Train diffusion models across many GPU clusters without networking bottlenecks.
State of the art image and video diffusion models train on thousands of GPUs. They distribute computation then synchronize gradients across them at each optimization step. This incurs a massive networking load, which means that training clusters must live in centralized facilities with specialized networking hardware and enormous power delivery systems.
This is cost-prohibitive. Academic labs can’t build specialized clusters with custom networking fabrics. Even large companies struggle as they hit fundamental limits on power delivery and networking bandwidth when scaling to many thousands of GPUs. In both cases, networking is the critical bottleneck: training clusters need constant, high-bandwidth communication throughout the entire system. A segmented network load where independent clusters communicate internally but not among each other makes it possible to use compute where it’s available, whether in different datacenters or across the internet.
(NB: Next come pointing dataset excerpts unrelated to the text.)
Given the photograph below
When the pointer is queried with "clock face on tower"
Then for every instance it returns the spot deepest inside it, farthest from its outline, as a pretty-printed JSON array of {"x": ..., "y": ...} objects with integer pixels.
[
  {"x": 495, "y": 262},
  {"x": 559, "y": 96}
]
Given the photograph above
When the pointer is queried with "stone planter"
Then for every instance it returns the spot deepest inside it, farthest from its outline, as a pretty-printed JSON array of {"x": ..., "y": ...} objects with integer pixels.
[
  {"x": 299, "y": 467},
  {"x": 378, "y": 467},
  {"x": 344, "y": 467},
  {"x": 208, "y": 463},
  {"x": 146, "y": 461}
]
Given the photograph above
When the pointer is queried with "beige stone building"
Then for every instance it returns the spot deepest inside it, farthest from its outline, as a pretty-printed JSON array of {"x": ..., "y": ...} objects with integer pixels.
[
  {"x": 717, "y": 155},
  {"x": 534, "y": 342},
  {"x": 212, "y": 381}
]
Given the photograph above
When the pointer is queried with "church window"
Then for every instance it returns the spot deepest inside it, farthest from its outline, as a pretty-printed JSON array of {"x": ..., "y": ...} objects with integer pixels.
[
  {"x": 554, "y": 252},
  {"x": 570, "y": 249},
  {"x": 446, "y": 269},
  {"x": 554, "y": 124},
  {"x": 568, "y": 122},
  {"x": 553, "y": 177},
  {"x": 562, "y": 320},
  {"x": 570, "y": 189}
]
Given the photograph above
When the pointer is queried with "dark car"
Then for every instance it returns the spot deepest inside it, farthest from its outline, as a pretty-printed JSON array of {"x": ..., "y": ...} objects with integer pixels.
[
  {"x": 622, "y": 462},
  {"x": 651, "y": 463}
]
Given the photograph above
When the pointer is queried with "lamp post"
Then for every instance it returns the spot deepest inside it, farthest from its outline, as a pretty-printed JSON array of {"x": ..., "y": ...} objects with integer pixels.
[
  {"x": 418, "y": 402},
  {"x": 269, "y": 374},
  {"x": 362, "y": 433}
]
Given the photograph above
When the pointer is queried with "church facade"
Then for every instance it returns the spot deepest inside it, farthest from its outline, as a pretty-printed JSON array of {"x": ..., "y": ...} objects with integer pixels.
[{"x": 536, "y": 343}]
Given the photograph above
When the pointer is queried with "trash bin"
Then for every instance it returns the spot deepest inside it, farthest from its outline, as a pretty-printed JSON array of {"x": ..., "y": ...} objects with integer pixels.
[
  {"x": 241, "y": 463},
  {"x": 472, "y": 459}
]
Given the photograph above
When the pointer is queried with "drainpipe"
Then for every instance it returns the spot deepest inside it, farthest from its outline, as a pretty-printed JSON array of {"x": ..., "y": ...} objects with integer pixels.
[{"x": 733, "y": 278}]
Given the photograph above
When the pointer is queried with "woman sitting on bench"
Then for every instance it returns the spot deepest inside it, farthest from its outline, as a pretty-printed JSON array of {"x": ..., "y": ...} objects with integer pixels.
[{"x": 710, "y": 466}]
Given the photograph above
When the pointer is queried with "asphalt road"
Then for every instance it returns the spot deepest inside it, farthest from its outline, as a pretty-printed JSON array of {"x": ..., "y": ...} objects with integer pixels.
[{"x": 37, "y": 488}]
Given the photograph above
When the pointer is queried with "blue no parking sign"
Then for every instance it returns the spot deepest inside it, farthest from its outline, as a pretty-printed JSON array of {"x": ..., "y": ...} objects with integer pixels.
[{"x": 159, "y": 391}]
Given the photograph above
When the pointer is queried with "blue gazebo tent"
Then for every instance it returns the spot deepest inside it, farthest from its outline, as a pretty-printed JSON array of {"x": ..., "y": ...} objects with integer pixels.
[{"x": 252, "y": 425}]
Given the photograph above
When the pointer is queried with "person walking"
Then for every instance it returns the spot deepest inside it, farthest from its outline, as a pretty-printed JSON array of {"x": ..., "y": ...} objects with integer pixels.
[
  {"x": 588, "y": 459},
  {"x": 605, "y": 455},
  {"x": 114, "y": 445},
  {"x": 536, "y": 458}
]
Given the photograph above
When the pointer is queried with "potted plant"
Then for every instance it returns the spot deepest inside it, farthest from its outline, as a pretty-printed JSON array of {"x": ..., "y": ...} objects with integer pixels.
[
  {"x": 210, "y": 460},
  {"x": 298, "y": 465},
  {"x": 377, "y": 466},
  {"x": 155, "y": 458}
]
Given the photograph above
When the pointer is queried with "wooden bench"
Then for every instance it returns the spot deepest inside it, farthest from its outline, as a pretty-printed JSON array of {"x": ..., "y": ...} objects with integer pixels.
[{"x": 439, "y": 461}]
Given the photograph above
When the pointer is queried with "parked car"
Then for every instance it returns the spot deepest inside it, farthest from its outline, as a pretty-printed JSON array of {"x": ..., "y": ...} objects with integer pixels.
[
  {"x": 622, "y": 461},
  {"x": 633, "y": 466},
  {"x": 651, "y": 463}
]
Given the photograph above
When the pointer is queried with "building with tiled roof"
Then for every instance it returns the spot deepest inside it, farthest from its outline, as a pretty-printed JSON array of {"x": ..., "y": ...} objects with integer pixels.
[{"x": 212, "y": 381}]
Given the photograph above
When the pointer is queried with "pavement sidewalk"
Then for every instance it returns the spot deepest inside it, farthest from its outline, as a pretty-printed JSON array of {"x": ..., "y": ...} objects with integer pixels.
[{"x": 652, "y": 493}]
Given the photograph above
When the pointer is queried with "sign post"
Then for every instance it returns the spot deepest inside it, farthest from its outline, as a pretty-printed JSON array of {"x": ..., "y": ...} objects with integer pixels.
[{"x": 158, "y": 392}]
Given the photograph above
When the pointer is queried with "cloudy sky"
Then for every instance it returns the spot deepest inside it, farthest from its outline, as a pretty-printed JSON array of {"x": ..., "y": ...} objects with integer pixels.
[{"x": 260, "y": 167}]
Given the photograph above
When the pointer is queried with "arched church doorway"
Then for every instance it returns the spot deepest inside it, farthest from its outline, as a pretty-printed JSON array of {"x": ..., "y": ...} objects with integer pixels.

Decentralized Diffusion Models (DDMs) tackle this problem. Our new method trains a series of expert diffusion models, each in communication isolation from one another. This means we can train them in different locations and on different hardware. At inference time, they ensemble through a lightweight learned router. We show that this ensemble collectively optimizes the same objective as a single diffusion model trained over the whole dataset (a monolithic model). It even outperforms monolithic diffusion models FLOP-for-FLOP, leveraging sparse computation at train and test time. Crucially, DDMs scale gracefully to billions of parameters and produce great results with reduced pretraining budgets. See some results below from a model pretrained with just eight independent GPU nodes in less than a week.
In this post, we present a simple, geometrically intuitive view on diffusion and flow models from which Decentralized Diffusion Models arrive naturally. We also highlight their compromise-free performance and implications for training hardware. DDMs make possible simpler training systems that produce better models.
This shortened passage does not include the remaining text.